Dès les premiers jours suivant le séisme, l’ONU s’est empressée de s’adresser directement au régime syrien, par le biais de rencontres directes, avec le président Bachar al-Assad, qualifiées de « réussies » par Martin Griffiths, secrétaire général des Nations unies pour les affaires humanitaires. En outre, le directeur général de l’Organisation mondiale de la santé, Tedros Adhanom Ghebreyesus, a exprimé sa joie lors de la rencontre avec « Son Excellence le président Bachar al-Assad », comme l’a dit le président de l’OMS dans un tweet officiel, désignant dans ces termes le président dictateur qui a tué pendant douze ans des milliers de Syrien·nes.
Une enquête réclamée

Tout cela a provoqué la colère de millions de Syriennes et de Syriens. Et aussi celle de la Syrian Emergency Task Force, une ONG de défense des droits de l’homme qui a toujours assisté aux sessions du Conseil de sécurité de l’ONU. (...)

Dix jours après le tremblement de terre, la Défense civile syrienne, ainsi que de nombreuses autres ONG du pays, ont demandé l’ouverture d’une enquête sur le comportement des Nations unies dans la gestion de la crise dans le nord-ouest de la Syrie, et que les responsables de leur retard dans la réponse soient tenus pour responsables.

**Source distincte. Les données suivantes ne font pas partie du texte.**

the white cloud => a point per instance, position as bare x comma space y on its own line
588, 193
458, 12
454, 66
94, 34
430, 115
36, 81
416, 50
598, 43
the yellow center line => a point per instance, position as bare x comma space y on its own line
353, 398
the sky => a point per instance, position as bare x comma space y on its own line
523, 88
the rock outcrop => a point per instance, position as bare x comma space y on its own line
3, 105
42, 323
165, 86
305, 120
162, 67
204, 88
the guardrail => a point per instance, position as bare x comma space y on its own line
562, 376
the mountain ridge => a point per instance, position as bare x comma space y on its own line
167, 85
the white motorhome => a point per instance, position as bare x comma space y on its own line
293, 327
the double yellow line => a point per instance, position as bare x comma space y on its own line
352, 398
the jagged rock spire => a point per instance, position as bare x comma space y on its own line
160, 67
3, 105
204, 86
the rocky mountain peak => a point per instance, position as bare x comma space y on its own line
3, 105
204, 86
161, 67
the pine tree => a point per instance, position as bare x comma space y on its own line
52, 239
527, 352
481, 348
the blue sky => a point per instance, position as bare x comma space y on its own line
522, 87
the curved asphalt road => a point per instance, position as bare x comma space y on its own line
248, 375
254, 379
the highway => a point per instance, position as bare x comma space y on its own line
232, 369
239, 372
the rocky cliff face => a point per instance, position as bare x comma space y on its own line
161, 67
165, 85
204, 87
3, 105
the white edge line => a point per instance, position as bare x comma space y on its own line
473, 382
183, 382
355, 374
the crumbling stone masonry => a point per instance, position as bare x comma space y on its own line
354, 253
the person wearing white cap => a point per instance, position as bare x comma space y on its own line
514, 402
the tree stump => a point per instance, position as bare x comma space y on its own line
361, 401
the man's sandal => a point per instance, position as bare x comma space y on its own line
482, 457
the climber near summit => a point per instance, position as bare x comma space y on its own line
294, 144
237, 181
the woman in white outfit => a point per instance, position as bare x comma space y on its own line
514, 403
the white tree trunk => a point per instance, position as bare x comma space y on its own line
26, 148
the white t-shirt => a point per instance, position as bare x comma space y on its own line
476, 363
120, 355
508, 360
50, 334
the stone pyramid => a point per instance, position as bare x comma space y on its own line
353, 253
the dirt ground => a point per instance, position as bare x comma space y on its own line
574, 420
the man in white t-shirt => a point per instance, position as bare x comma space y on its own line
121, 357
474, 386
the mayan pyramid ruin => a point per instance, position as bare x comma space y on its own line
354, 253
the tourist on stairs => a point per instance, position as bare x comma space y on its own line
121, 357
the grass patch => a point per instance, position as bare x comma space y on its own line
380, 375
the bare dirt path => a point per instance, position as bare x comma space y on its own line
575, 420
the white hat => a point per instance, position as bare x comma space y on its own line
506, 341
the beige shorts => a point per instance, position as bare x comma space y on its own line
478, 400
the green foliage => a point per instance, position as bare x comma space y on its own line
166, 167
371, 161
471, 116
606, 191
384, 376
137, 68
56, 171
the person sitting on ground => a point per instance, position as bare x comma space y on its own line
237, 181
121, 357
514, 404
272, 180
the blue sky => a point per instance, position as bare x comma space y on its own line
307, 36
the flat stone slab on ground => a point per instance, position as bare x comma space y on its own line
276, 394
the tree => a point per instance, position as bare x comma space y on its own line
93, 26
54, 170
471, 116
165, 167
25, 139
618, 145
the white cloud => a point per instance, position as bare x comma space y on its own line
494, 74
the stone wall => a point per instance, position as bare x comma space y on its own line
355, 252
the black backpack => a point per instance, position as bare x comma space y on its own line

La source de l’ONU confirme que la question se pose au sein des Nations unies en raison du rejet par de nombreux employés et fonctionnaires d’une gestion de crise décrite comme « immorale » (...)

la plus grande question reste celle des milliers de personnes qui auraient pu être sauvées si une véritable aide avait été apportée par la communauté internationale dans un pays où la guerre a fait disparaître toutes les ressources nécessaires à la vie.